[khmer] Dealing with paired-End Data (Alexis Groppi)

Mon Mar 25 08:18:23 PDT 2013

Hi Alexis,

See below for comments.

   1. Dealing with paired-End Data (Alexis Groppi)
>
>
> ----------------------------------------------------------------------
>
> Message: 1
> Date: Mon, 25 Mar 2013 15:29:19 +0100
> From: Alexis Groppi <alexis.groppi at u-bordeaux2.fr>
> Subject: [khmer] Dealing with paired-End Data
> To: "khmer at lists.idyll.org" <khmer at lists.idyll.org>
> Cc: "C. Titus Brown" <ctb at msu.edu>
> Message-ID: <51505F3F.3020906 at u-bordeaux2.fr>
> Content-Type: text/plain; charset="iso-8859-1"; Format="flowed"
>
> Hi Titus,
>
> May be a very dumb question :
> How to deal with paired-end data (Illumina reads of 75 nt) ?
> For some sample, I have paired-end data : it means 2 .fastq file
> (SampleN_R1.fastq and SampleN_R2fastq).
> What is the best strategy :
> a/ Treat each file (R1 and R2) separatly (normalization, filtering,
> partition) but then how to deal with the resulting files .part files
> from each R1 and R2 for assembly ?
>

We have a couple paired end options for users implemented within khmer that
take shape in two forms:

Keep paired ends always:

There is an option within khmer to retain paired-end information, i.e., if
digital normalization retains one pair, the other pair will also be
retained regardless of its coverage within a dataset (--paired).

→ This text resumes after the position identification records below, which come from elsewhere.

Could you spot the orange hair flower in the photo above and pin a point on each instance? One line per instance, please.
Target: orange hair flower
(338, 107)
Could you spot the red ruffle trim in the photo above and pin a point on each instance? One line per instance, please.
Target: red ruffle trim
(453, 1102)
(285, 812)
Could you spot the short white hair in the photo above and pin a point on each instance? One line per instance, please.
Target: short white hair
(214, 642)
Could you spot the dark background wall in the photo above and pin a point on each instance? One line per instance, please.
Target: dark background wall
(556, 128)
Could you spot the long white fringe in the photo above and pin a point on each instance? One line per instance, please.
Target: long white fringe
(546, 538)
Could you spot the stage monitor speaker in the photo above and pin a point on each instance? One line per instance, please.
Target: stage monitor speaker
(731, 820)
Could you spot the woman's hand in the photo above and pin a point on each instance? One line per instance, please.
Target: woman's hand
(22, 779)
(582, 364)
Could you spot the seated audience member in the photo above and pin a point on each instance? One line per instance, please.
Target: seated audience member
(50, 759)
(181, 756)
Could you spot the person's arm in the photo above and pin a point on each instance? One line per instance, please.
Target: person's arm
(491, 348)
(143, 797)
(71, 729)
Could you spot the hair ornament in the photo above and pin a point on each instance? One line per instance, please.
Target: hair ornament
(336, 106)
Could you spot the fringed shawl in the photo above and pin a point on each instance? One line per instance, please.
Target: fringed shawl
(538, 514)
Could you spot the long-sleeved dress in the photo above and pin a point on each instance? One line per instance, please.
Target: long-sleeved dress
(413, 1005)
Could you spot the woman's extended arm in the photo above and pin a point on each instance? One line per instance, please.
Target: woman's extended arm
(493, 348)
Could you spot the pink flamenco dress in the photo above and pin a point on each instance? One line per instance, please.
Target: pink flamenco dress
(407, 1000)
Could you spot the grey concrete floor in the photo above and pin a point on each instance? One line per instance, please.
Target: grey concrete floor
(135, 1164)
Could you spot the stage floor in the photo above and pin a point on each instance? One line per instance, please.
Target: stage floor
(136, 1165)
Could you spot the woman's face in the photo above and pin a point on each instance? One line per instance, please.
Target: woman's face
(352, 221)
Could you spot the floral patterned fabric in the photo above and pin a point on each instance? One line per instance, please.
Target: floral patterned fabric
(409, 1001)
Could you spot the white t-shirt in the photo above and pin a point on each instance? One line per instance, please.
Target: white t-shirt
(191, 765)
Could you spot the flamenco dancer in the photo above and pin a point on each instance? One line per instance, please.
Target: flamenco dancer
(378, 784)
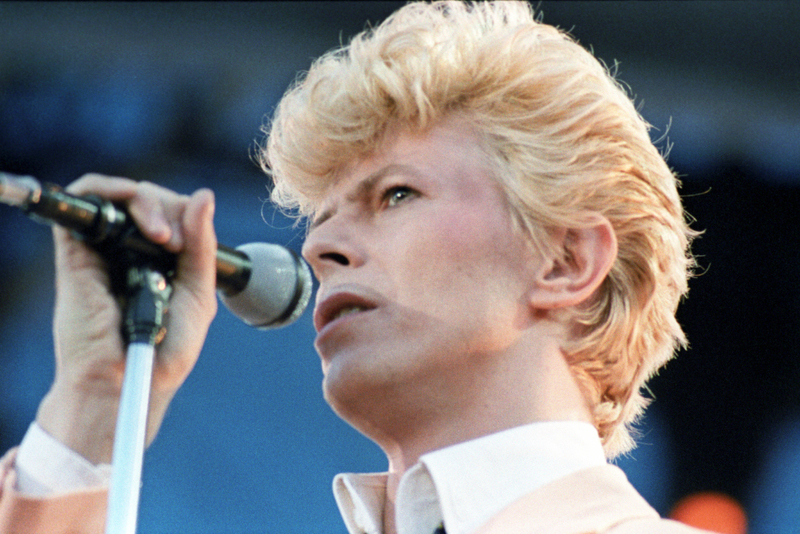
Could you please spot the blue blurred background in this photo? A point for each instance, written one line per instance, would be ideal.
(176, 93)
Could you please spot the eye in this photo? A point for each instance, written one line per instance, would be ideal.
(397, 194)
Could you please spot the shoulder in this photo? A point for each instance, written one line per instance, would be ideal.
(599, 499)
(653, 526)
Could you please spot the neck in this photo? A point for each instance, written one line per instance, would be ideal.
(543, 390)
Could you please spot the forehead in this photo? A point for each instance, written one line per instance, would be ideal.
(449, 145)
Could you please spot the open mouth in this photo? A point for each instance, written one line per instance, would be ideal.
(339, 305)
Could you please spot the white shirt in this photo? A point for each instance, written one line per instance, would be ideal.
(467, 484)
(463, 485)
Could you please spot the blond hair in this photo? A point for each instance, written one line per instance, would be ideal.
(564, 138)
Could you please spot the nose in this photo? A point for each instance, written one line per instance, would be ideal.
(332, 246)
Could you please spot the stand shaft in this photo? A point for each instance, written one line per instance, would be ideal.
(129, 440)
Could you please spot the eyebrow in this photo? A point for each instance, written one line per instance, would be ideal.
(364, 189)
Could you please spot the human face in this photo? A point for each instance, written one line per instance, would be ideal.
(423, 276)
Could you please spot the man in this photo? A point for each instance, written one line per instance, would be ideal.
(500, 250)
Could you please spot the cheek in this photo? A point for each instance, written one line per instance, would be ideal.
(451, 261)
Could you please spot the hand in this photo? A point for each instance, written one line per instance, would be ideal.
(81, 407)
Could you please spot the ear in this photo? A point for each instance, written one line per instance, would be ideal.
(585, 256)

Currently, the only implementation we have for this (as far as I know)
requires that you have the paired ends adjacent to each other within your
dataset.  Depending on the sequencing facility, you may have to convert R1
and R2 files to one file with a script like
https://github.com/ged-lab/khmer/blob/master/sandbox/interleave.py

If you do turn this option off, you should keep in mind that diginorm gives
precedence to the order in which reads are taken as an input to decide
whether to retain it or not.  For reads which contain the same information
and are above the coverage threshold, diginorm will keep the first ones it
sees.  The take home here is to feed in your best reads first.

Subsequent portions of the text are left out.